Audiobook Review
Slavery's Capitalism (2016)
edited by Sven Rickert
One of the interesting by-products of the state-by-state, geographical approach of the 1,001 Novels: A Library of America, is that it really awakens an interest in the underlying history itself. Since I've been reading about the south now for almost a year, naturally I've become interested in the history of the region, and specifically the economics of slavery. The economics of slavery were a central to concern to both pro and anti-slavery forces until the matter was settled during the Civil War, and then after that both sides continued to make use of their propaganda-type arguments, which further obscured rational discussion and investigation of these issues.
Both sides played their part. Obviously, proponents of the Southern side do not want to dwell on the real economics of slavery- the whole idea is to drape the past with a gauze that softens the edges. However, the North also did it's part, in that generations of Northern scholars have ignored or hidden the dramatic links between slavery in the American south and Northern capitalism. I can attest to that based on my own trips to the Northeast, where I've visited a variety of history museums and read a handful of economic history books looking for scholars who make what seem like obvious connections.
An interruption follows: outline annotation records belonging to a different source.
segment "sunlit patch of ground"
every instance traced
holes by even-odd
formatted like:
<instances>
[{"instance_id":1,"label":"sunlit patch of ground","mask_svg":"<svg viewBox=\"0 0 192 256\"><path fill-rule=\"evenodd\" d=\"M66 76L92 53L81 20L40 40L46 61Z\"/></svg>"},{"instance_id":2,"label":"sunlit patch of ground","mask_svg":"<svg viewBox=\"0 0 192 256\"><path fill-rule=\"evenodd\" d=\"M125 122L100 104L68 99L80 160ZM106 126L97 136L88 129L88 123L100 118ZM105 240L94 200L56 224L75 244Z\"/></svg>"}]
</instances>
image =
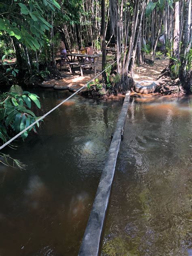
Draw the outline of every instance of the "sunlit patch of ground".
<instances>
[{"instance_id":1,"label":"sunlit patch of ground","mask_svg":"<svg viewBox=\"0 0 192 256\"><path fill-rule=\"evenodd\" d=\"M58 68L59 70L59 66ZM94 78L96 75L95 75L92 70L86 69L83 70L83 76L81 76L81 72L79 68L74 67L72 73L69 72L68 68L65 66L63 66L62 73L68 76L67 77L63 78L63 85L67 85L71 86L74 85L83 86L85 83L88 83L90 80ZM98 64L98 67L97 68L97 75L101 70L101 64ZM101 79L102 75L99 76L98 78Z\"/></svg>"}]
</instances>

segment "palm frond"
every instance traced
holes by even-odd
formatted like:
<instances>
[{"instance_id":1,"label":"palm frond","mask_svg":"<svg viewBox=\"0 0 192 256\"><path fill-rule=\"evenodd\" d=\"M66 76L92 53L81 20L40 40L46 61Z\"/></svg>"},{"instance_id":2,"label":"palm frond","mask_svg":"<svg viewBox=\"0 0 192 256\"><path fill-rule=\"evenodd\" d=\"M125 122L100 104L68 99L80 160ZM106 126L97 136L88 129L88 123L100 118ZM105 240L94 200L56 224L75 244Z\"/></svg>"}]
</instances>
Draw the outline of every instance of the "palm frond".
<instances>
[{"instance_id":1,"label":"palm frond","mask_svg":"<svg viewBox=\"0 0 192 256\"><path fill-rule=\"evenodd\" d=\"M115 76L113 77L113 81L115 83L119 83L121 81L122 78L121 74L116 74Z\"/></svg>"}]
</instances>

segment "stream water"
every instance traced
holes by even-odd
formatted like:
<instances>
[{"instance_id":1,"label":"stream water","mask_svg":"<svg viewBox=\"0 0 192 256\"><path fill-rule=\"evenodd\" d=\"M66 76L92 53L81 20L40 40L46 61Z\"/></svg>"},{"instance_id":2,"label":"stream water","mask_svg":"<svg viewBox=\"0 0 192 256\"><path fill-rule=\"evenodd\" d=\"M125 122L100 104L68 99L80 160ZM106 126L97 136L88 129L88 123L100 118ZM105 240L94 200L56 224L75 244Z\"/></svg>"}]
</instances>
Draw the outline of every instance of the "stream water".
<instances>
[{"instance_id":1,"label":"stream water","mask_svg":"<svg viewBox=\"0 0 192 256\"><path fill-rule=\"evenodd\" d=\"M71 94L30 91L38 115ZM101 254L191 255L192 98L131 101ZM27 166L0 166L0 256L77 255L122 103L76 96L4 150Z\"/></svg>"},{"instance_id":2,"label":"stream water","mask_svg":"<svg viewBox=\"0 0 192 256\"><path fill-rule=\"evenodd\" d=\"M30 91L37 115L72 94ZM0 167L0 256L77 255L123 102L76 96L4 151L27 166Z\"/></svg>"}]
</instances>

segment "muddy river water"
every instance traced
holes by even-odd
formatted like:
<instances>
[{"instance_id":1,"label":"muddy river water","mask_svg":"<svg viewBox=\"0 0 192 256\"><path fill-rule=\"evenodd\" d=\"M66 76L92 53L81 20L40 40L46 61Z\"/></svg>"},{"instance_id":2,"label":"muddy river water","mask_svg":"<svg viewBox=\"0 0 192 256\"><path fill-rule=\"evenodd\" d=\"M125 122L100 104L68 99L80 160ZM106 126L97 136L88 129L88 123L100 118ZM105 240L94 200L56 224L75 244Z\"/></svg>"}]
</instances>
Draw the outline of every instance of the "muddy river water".
<instances>
[{"instance_id":1,"label":"muddy river water","mask_svg":"<svg viewBox=\"0 0 192 256\"><path fill-rule=\"evenodd\" d=\"M30 91L37 115L71 94ZM123 102L76 96L4 150L27 166L0 166L0 256L77 255ZM192 255L192 109L189 97L131 98L102 255Z\"/></svg>"}]
</instances>

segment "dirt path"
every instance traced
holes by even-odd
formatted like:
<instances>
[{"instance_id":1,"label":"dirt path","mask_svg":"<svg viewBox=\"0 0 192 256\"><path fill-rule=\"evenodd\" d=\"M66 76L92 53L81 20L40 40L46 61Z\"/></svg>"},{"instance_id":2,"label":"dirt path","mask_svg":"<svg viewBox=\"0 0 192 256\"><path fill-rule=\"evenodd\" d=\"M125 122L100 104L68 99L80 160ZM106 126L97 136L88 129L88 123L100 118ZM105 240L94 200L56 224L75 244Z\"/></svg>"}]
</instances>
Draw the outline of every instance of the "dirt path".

Mostly what this book does is say these obvious things in print. The format is uneven- it reads like a graduate level seminar where each participant submitted one chapter- many of the individual essays read almost like school projects, so mostly the value here is seeing the broad themes outlined in economic terms. Specifically, you've got the economic ties between the slave holding south and northern (and European capitalism), they dynamic inside the south, namely the shift that occurred when the FOREIGN slave trade was abolished in 1808. This book reveals the black line marking one era from the next. Most Americans- and I'm talking the educated ones here, not the idiots, think only of this first part- the slavery of transatlantic importation of slaves. Crucially though it is the second part- where slaves moved out of the older societies of Maryland and Virginia southward, culminating in the Cotton Boom of the early 19th century in present day Alabama and Mississippi.
This is the distinctly American slavery this is more important to most African Americans, novelists and scholars. Both of modes of slavery where insanely cruel, but it was the trade within the United States that has really been highlighted for me both by this book and by the books in the 1,001 Novels: A Library of America project.